CMStatistics 2018: Start Registration
View Submission - CMStatistics
B1625
Title: Ignoring the differences in model properties of sparse PCA and standard PCA can be dangerous and misguide practice Authors:  Soogeun Park - Tilburg University (Netherlands) [presenting]
Katrijn Van Deun - Tilburg University (Netherlands)
Eva Ceulemans - University of Leuven (Belgium)

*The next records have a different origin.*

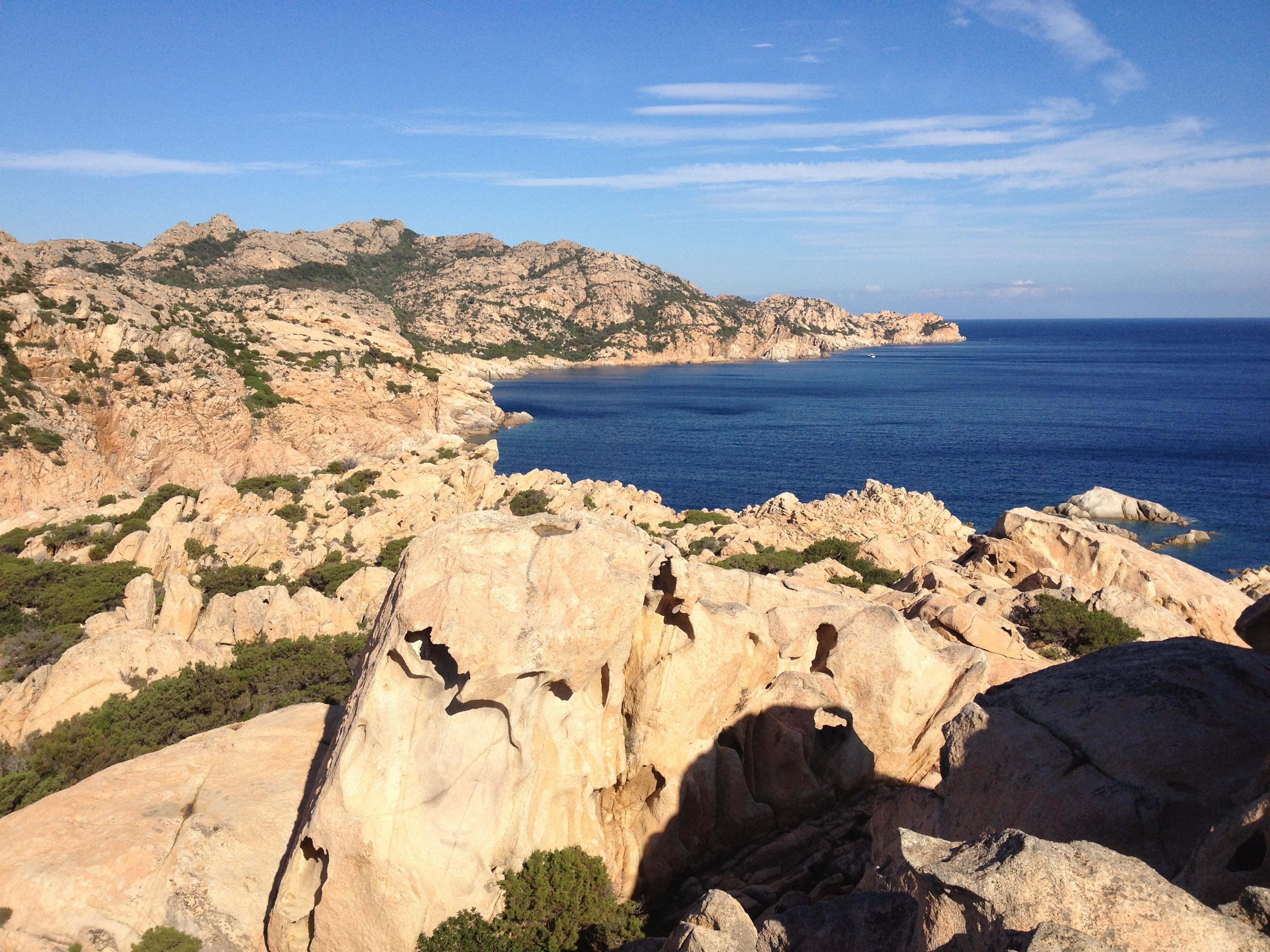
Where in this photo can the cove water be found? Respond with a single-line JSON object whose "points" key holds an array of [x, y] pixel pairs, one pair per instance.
{"points": [[1024, 413]]}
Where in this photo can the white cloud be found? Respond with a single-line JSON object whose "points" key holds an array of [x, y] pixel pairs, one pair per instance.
{"points": [[738, 91], [718, 110], [1058, 22], [122, 164], [1116, 162]]}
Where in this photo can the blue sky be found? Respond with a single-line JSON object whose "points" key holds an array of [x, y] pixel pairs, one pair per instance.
{"points": [[981, 159]]}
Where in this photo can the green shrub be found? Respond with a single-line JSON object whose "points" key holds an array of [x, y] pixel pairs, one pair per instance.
{"points": [[164, 938], [769, 560], [390, 556], [529, 502], [63, 593], [229, 581], [328, 577], [265, 485], [359, 483], [293, 513], [559, 902], [263, 677], [1076, 629]]}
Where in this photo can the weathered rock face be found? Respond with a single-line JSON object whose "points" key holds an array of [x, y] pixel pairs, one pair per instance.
{"points": [[1025, 542], [487, 711], [975, 895], [188, 837], [1142, 748], [1103, 503], [567, 683]]}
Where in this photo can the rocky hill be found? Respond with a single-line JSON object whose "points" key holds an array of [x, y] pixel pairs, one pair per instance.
{"points": [[216, 351]]}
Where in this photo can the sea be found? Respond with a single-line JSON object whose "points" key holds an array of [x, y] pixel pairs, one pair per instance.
{"points": [[1024, 413]]}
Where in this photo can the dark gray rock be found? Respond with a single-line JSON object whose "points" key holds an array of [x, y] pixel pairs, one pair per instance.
{"points": [[861, 922], [1141, 748]]}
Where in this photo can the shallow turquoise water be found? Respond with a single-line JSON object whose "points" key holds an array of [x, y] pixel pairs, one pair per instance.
{"points": [[1025, 413]]}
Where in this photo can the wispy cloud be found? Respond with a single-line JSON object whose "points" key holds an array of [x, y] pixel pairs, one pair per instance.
{"points": [[1058, 22], [718, 110], [738, 91], [1108, 163], [1043, 115], [125, 164]]}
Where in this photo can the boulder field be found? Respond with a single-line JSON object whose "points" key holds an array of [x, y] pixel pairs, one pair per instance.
{"points": [[770, 762]]}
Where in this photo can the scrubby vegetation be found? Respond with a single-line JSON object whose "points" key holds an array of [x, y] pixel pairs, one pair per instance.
{"points": [[44, 605], [787, 560], [529, 502], [1060, 629], [390, 555], [561, 902], [263, 677], [164, 938]]}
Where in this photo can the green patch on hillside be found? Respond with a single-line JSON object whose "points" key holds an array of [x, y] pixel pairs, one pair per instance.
{"points": [[787, 560], [263, 677], [1060, 629], [45, 605], [558, 902]]}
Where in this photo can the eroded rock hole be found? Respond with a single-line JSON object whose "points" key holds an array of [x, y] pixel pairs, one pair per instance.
{"points": [[1250, 855], [826, 640], [440, 657]]}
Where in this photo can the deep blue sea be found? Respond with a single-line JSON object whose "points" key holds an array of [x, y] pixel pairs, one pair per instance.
{"points": [[1024, 413]]}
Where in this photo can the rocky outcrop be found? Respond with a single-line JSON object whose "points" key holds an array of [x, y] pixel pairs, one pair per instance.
{"points": [[567, 682], [1029, 544], [1103, 503], [989, 894], [1144, 748], [187, 837]]}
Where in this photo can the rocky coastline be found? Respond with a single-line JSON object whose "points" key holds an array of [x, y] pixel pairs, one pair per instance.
{"points": [[314, 677]]}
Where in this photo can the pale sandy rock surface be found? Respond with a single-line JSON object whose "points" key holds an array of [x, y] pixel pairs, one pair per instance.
{"points": [[1103, 503], [567, 660], [973, 895], [187, 837], [1025, 542]]}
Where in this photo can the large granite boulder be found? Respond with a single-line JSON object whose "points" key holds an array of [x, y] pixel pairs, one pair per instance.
{"points": [[989, 894], [1025, 542], [188, 837], [1144, 748]]}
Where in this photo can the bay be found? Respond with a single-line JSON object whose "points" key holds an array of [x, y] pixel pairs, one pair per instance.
{"points": [[1024, 413]]}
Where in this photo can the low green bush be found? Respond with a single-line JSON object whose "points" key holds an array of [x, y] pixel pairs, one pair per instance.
{"points": [[359, 483], [164, 938], [390, 556], [293, 513], [529, 502], [265, 485], [769, 560], [1074, 628], [328, 577], [230, 579], [559, 902], [263, 677], [699, 517]]}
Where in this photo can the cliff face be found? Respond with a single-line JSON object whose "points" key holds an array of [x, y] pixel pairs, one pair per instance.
{"points": [[216, 352]]}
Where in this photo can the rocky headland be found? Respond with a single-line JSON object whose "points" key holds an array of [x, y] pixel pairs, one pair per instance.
{"points": [[314, 677]]}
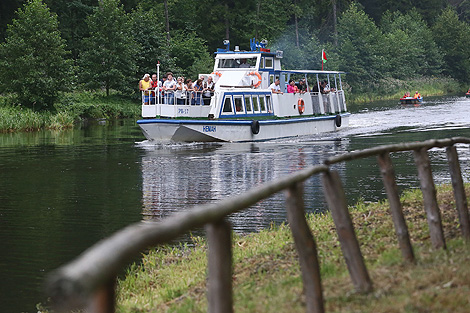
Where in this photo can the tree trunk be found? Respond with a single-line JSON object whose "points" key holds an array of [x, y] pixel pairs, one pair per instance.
{"points": [[335, 22], [227, 23], [167, 21], [296, 26]]}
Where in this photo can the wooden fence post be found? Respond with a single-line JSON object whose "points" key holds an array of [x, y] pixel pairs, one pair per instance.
{"points": [[459, 191], [219, 236], [104, 299], [431, 207], [401, 229], [336, 199], [306, 248]]}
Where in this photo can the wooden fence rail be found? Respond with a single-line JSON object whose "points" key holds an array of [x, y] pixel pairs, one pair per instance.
{"points": [[89, 281]]}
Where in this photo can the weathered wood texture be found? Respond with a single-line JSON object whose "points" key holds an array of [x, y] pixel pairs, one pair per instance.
{"points": [[431, 207], [396, 148], [306, 248], [104, 300], [219, 237], [72, 284], [459, 191], [336, 199], [401, 229]]}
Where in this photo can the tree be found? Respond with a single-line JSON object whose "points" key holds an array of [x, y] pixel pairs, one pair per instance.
{"points": [[361, 48], [451, 35], [108, 58], [411, 45], [33, 61]]}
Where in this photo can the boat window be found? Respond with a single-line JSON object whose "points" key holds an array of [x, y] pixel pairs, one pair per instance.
{"points": [[227, 105], [239, 104], [268, 63], [268, 104], [255, 104], [248, 103], [262, 104], [238, 63]]}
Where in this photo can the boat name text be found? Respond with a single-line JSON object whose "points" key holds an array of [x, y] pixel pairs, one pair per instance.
{"points": [[208, 129]]}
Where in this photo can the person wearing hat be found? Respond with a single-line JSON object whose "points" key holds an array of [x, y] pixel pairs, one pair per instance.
{"points": [[144, 85]]}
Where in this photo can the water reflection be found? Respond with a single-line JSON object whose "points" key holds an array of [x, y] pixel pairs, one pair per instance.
{"points": [[177, 177]]}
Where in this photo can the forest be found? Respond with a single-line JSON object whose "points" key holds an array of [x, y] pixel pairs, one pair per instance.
{"points": [[50, 46]]}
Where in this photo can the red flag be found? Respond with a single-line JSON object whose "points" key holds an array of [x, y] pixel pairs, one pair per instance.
{"points": [[323, 56]]}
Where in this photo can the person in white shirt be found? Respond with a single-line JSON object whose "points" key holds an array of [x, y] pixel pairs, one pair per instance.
{"points": [[275, 88], [180, 92], [208, 90], [169, 87]]}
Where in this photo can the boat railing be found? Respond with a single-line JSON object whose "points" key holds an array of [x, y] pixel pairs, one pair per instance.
{"points": [[90, 280], [179, 98], [317, 103]]}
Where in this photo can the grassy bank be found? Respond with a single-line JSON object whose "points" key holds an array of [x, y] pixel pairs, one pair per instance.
{"points": [[267, 276], [387, 89], [69, 109], [74, 107]]}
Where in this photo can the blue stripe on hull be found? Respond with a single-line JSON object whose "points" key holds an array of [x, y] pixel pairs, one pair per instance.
{"points": [[238, 122]]}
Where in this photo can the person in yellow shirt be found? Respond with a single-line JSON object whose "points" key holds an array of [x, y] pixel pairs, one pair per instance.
{"points": [[144, 86]]}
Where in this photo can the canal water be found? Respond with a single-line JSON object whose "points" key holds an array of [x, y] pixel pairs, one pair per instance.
{"points": [[61, 192]]}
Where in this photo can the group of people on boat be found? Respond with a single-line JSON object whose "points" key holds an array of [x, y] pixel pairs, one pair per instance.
{"points": [[169, 90], [417, 95], [301, 87]]}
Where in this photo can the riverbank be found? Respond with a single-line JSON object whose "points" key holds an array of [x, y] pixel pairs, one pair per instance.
{"points": [[389, 89], [70, 109], [74, 107], [267, 276]]}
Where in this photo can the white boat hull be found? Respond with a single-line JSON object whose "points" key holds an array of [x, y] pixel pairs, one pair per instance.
{"points": [[239, 130]]}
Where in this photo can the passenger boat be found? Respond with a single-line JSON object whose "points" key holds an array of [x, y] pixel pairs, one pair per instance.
{"points": [[243, 108], [411, 100]]}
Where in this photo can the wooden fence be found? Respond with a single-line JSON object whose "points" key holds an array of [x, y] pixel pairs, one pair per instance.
{"points": [[89, 281]]}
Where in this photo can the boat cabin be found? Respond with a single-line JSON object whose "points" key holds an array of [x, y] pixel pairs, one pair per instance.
{"points": [[242, 90]]}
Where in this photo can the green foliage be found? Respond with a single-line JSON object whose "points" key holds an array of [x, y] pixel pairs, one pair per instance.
{"points": [[411, 45], [361, 49], [33, 59], [148, 32], [108, 58], [451, 36], [191, 56]]}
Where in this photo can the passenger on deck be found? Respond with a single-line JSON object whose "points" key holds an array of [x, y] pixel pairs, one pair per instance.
{"points": [[198, 92], [326, 87], [144, 86], [189, 91], [291, 86], [275, 88], [208, 90], [169, 88], [180, 91], [243, 64], [302, 86], [155, 86]]}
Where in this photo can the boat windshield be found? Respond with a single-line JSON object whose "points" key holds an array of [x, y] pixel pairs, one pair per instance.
{"points": [[238, 63]]}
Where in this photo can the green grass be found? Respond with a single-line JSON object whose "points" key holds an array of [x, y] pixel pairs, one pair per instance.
{"points": [[68, 111], [394, 89], [266, 274]]}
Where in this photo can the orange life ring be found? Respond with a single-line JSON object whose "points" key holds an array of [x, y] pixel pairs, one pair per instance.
{"points": [[301, 106], [259, 78]]}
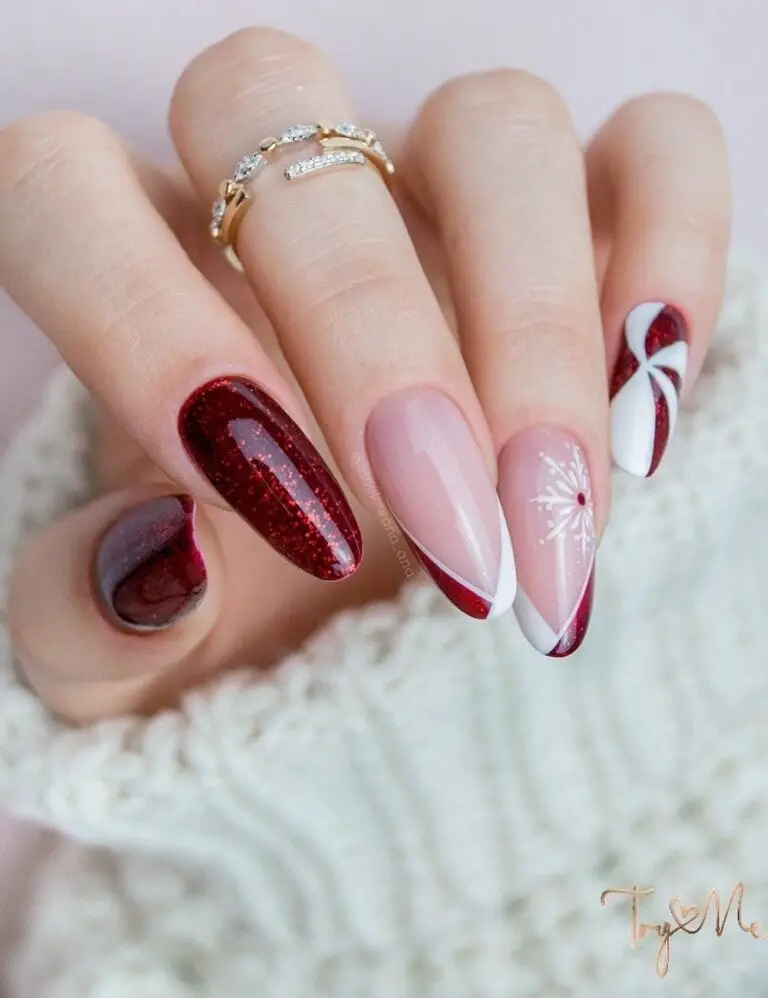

Abstract: Principal component analysis (PCA) is a widely used data reduction technique which finds a weights matrix that orthogonally transforms variables into components with maximal variance. PCA has the special property that this weights matrix is equivalent to a loadings matrix which represents variable-component correlation. Furthermore, PCA is intrinsically linked to the eigenvalue decomposition with loadings and weights being equal to the eigenvectors of the correlation matrix. Sparse PCA, devised to improve interpretability of PCA, introduces sparsity to either the weights or loadings matrix, at the cost of this property: weights and loadings are no longer equivalent in sparse PCA. However, most researchers appear to have maintained an inattentive conception that sparse PCA has equivalent modeling characteristics as PCA. This had led to misguided practices in research such as generating data from simplistic PCA models comprised of sparse eigenvectors for simulation studies and naive use of PCA-based initial values. These mistakes are brought to light and suggestions are made to fix them. The aim is to contribute to shifting the research towards the necessary attention on the statistical models of sparse PCA.